Despite recognition in the literature that fertility preservation can be an essential part of the treatment plan, it remains one of the most underprescribed and least implemented services provided to AYA patients with cancer.6,9 A survey of cancer survivors revealed that 30%–40% of patients did not recall any sort of fertility discussion with their provider. In another survey, 45% of respondents reported self-initiation of the discussion.10 Furthermore, a number of patients recalled discussions of fertility impairment occurring not at diagnosis, but after treatment initiation. Although it is possible that the discussion of reproductive health was lost among the overwhelming emotions and abundance of information that accompany a new cancer diagnosis, studies of healthcare professionals suggest that infertility discussions are not routinely performed.7 A number of barriers have been cited and include oncologists’ lack of knowledge about fertility preservation techniques, lack of awareness of appropriate resources and referral centers, concern about potential treatment delay posed by the various preservation methods, the complexity of parental involvement in decision making and child assent, and lack of time for discussion.7,8,11

Concerns about fertility seem to be similar for men and women; however, the options available for fertility preservation are quite different. Interestingly, sex-based differences in initiation of reproductive health discussions have been highlighted in the literature. One study showed that the majority of men had discussed fertility-related aspects of their treatment with their physician, while only half of women reported a similar discussion.10 Proposed explanations for this phenomenon include the ease and reliability of methods available for men versus those for women. Sperm banking is an effective and well-established method in which treatment delay is generally minimal. In addition, only a small amount of sperm is needed to generate a pregnancy.10 Female fertility preservation, on the other hand, is more complex, and in some cases may not be as easy or effective as sperm banking. Fertility preservation options and important considerations for men and women are summarized in Tables 1 and 2 (see PDF), respectively.

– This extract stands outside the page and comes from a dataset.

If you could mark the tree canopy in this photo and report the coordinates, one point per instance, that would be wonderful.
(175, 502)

A multidisciplinary team composed of oncologists, reproductive endocrinologists, urologists, nurses, social workers, financial assistance personnel, bioethicists, psychologists, and pharmacists may be advantageous in optimizing the future reproductive health of cancer survivors. Specifically, a pharmacist may contribute through

  • identification of patients of reproductive age eligible for consideration of fertility preservation
  • patient education summarizing the risks associated with chemotherapy
  • medication counseling and side-effect management in situations whereby pharmacotherapeutic methods are initiated
  • consideration of alternative regimens whereby exposure to alkylating agents is reduced or eliminated without compromising care.

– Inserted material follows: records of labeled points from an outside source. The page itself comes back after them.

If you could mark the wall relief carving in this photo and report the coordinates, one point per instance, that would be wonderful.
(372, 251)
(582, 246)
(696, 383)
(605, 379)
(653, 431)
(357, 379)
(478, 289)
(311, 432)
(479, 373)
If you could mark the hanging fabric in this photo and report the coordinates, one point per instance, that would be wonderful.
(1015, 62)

Fertility preservation and the possibility of having children are important for AYA cancer survivors. The lack of clear direction in clinical practice guidelines may contribute to the trend of documented underuse of fertility preservation in this patient population. Patients should be proactively informed and educated on the risk that cancer treatment poses to their fertility and the preservation options available. Having children may not be at the forefront of an AYA’s mind. Therefore, it may be helpful to initiate fertility discussions with a developmental perspective; for example, discussing what may be important in the present versus in the future.2 In additional to the physical, emotional, and psychosocial support given during cancer treatment, addressing fertility and sexual health and function are essential to optimize cancer outcomes, particularly for AYAs.